48: Train in the afternoon between 2 and 5 pm because muscle strength peaks during this window and protein synthesis peaks at 5 pm.
49: Sleep according to your natural tendency (called chronotype) because this optimizes hormone balance. Men who sleep according to their chronotype have higher testosterone.
50: Attend to your vitamin D level: Achieve a year-round level of at least 40 ng/ml. People in Northern latitudes or who do not get daily sun exposure require 2,000 to 5,000 IUs daily to achieve this baseline level.
51: Ensure magnesium status by getting a red blood cell test. Scientists suggest athletes should supplement with 500 mg of high-quality magnesium daily. Take it post-workout.

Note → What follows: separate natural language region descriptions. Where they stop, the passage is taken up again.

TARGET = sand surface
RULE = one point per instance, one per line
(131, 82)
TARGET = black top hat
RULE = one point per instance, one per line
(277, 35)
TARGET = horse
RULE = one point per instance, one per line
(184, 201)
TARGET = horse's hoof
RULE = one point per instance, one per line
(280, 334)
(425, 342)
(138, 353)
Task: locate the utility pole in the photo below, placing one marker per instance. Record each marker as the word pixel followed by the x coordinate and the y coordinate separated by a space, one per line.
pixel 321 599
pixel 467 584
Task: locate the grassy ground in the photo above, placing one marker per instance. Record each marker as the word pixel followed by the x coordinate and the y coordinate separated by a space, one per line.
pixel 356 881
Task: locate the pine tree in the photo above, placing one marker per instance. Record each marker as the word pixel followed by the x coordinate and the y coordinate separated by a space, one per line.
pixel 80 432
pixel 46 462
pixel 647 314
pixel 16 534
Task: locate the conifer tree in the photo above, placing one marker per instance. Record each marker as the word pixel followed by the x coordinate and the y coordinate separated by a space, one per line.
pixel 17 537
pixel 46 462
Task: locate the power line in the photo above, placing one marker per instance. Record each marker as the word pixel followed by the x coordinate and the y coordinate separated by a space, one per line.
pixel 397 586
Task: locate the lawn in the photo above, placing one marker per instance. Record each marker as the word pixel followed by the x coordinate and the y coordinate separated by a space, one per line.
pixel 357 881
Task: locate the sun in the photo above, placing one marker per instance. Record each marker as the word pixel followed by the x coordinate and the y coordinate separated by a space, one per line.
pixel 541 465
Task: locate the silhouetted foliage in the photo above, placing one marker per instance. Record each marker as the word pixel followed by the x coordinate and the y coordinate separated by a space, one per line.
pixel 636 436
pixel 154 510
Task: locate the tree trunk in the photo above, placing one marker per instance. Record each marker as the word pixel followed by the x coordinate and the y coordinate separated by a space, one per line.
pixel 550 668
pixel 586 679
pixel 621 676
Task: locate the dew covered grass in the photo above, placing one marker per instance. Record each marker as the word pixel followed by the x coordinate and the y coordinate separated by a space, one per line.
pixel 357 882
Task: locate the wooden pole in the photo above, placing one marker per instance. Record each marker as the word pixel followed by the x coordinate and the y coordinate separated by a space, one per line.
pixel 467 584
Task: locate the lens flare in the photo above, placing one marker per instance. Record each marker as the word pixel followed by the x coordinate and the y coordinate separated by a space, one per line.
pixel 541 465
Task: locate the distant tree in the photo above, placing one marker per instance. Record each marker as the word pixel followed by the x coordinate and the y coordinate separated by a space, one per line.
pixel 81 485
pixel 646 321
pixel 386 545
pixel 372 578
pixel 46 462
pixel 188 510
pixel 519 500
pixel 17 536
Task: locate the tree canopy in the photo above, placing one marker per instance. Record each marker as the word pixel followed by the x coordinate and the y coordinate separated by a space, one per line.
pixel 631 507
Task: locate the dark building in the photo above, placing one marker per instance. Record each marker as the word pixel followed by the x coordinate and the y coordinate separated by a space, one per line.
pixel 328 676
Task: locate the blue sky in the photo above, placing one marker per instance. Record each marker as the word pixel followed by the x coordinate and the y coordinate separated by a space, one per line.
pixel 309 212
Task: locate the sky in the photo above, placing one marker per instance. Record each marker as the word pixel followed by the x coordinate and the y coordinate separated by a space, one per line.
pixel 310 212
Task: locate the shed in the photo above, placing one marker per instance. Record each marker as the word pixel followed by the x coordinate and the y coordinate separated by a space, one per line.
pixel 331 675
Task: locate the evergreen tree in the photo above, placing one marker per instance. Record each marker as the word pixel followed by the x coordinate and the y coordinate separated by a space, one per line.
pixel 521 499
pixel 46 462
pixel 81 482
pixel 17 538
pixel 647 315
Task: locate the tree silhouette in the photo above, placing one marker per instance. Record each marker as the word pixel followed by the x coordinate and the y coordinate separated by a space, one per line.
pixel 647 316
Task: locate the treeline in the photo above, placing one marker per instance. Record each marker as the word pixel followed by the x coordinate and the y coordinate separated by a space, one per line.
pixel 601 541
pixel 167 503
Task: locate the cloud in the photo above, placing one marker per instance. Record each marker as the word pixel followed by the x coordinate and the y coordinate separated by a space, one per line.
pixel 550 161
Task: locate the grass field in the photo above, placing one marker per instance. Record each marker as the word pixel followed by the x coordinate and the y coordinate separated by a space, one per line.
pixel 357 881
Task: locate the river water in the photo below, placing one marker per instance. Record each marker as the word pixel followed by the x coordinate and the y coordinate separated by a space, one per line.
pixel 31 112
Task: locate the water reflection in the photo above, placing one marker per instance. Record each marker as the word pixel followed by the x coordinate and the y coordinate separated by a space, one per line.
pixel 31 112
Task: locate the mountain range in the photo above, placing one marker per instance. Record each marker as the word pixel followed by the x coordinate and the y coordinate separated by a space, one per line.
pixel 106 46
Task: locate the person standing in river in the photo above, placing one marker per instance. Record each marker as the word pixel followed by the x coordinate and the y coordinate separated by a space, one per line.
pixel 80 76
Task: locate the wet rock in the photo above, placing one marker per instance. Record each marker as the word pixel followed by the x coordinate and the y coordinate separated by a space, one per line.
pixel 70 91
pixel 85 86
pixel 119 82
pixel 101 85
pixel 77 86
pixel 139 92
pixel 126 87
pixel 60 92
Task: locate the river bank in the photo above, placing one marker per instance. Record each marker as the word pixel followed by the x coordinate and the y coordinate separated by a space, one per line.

52: Dose BCAAs with leucine in a 4 to 1 ratio to valine and isoleucine. Research indicates 40 grams of BCAAs over the course of a workout can increase protein synthesis and reduce muscle breakdown.
53: Take 5 g/day of creatine to experience double muscle gains. One review found an extra 2 to 4 pounds of muscle mass gained in athletes.
54: Take beta alanine because it helps the body remove waste during intense muscle contractions. Try a high-low dosing format of 4 to 6 g/day for 4 weeks, followed by 1.5 to 3 g/day for 4 weeks.
55: Use caffeine pre-workout anytime you have poor motivation, are sleep deprived, or have a blue mood. It’s the most effective legal performance-enhancing aid available.
56: Take up to 4 grams of fish oil post-workout to improve protein synthesis and reduce inflammation.
57: Load up on conjugated linoleic acid (CLA) by eating pastured, organic dairy and beef. CLA can increase muscle gains by a few pounds over a placebo.
58: Take citrulline to improve blood flow and energy levels. It also boosts arginine for greater growth hormone release.
59: Try taking glutamine in doses throughout the day. Use it anytime you feel your immune system suppressed or are nearing an overtrained state to improve recovery.
60: Work harder. You’re less likely to be a “hard-gainer” if you work harder and smarter.